В мой прошлый визит его спальня, в которой мне теперь предстояло жить, была закрыта — как мне показалось, несколько демонстративно. Там стояли книги (вовсе не так много, как можно было бы предположить), односпальная кровать и шкаф с внушительным навесным замком. Больше почти ничего не было. На двери шкафа висело черно-белое фото (оказавшееся обложкой «Лайф» 1945 года), на котором я узнал Вивьен Ли и с огромным удивлением — молодого Джулиана. Снимок был сделан на каком-то приеме: у обоих в руках бокалы, Джулиан что-то шепчет Вивьен Ли на ушко, и та смеется.
— Где это снято? — спросил я.
— Не знаю. Джулиан говорит, что уже не помнит. Просматривая старые журналы, нет-нет да и наткнешься на его фотографии.

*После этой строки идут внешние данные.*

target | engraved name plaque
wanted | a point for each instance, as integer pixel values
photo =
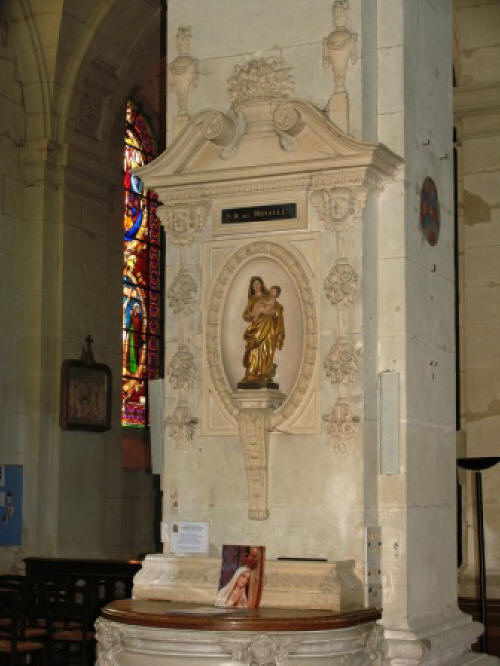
(287, 211)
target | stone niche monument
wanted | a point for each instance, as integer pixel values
(270, 189)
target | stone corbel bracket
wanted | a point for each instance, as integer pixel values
(255, 409)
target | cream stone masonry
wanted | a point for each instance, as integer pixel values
(327, 586)
(477, 122)
(122, 645)
(249, 433)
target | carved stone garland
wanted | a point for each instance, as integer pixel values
(182, 222)
(263, 650)
(340, 208)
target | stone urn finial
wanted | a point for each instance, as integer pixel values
(182, 76)
(339, 48)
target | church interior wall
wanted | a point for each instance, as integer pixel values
(477, 123)
(62, 99)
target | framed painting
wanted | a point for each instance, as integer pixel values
(430, 217)
(85, 396)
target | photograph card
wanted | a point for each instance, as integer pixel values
(242, 577)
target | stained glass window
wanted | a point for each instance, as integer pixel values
(141, 274)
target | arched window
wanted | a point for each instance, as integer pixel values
(141, 274)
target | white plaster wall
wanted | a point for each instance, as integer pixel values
(415, 312)
(317, 495)
(61, 264)
(477, 35)
(18, 402)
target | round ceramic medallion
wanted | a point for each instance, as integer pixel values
(430, 219)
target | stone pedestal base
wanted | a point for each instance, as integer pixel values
(445, 641)
(133, 633)
(329, 585)
(129, 645)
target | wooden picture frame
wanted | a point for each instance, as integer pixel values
(85, 396)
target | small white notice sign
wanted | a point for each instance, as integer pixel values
(189, 537)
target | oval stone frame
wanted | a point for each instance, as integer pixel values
(297, 272)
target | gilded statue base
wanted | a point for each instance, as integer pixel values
(267, 384)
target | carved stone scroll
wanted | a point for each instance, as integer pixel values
(255, 409)
(216, 126)
(183, 222)
(339, 208)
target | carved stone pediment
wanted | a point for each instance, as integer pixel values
(210, 148)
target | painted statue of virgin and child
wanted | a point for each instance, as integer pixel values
(264, 334)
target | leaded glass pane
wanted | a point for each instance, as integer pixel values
(141, 310)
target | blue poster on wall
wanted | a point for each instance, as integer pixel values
(11, 505)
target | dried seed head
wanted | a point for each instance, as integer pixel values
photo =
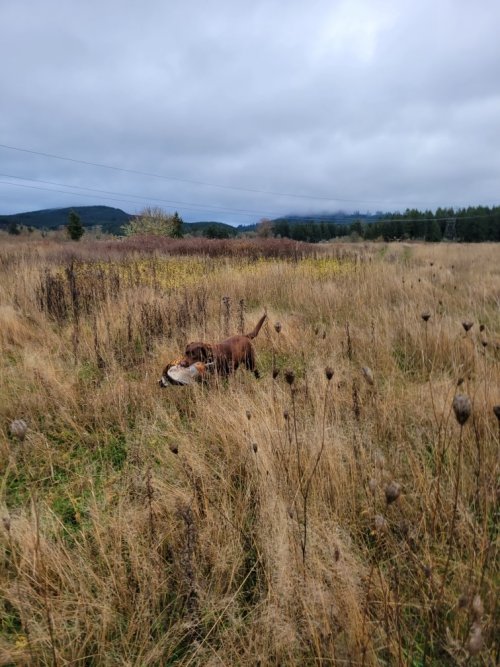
(380, 524)
(379, 459)
(18, 428)
(477, 607)
(475, 642)
(462, 408)
(392, 492)
(368, 375)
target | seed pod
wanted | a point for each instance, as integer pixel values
(18, 428)
(380, 524)
(477, 607)
(462, 408)
(392, 492)
(368, 375)
(475, 642)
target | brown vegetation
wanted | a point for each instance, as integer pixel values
(343, 509)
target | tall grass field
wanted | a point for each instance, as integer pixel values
(343, 509)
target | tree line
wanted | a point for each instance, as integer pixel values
(467, 225)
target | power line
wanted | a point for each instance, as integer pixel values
(141, 197)
(185, 180)
(303, 219)
(81, 194)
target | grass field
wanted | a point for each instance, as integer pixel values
(338, 511)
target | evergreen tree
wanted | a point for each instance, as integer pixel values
(74, 227)
(177, 223)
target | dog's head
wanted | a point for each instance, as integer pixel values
(197, 352)
(164, 380)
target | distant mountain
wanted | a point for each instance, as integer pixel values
(110, 219)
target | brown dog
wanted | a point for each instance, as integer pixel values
(228, 355)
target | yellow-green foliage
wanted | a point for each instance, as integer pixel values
(298, 519)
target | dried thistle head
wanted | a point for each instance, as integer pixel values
(18, 428)
(475, 642)
(462, 408)
(380, 524)
(477, 607)
(368, 375)
(392, 492)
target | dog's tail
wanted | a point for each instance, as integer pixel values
(258, 326)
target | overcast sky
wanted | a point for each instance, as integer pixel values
(233, 111)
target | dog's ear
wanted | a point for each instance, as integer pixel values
(200, 352)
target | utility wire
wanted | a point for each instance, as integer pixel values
(141, 197)
(81, 194)
(302, 219)
(185, 180)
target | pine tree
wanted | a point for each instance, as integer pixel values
(177, 223)
(74, 227)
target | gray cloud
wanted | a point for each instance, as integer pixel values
(372, 104)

— Да? А с чем это связано?
— В свое время он был знаком со многими.
— С кем?
— Почти все эти люди уже умерли.
— Нет, правда, с кем?
— Ричард, я даже не знаю. — И затем, уступая: — Я видел его фотографии с Ситвеллами. [47] И с Элиотом. Еще есть одна, немного забавная, с той актрисой — не помню, как ее звали. Она тоже давно умерла. — Он задумался. — Блондинка. Кажется, она была замужем за каким-то бейсболистом.
47
Эдит Луиза Ситвелл (1887–1964) — поэт и критик; Фрэнсис Осберт Сачиверелл Ситвелл (1892–1969) — писатель и критик; Сачиверелл Ситвелл (1897–1988) — писатель и искусствовед.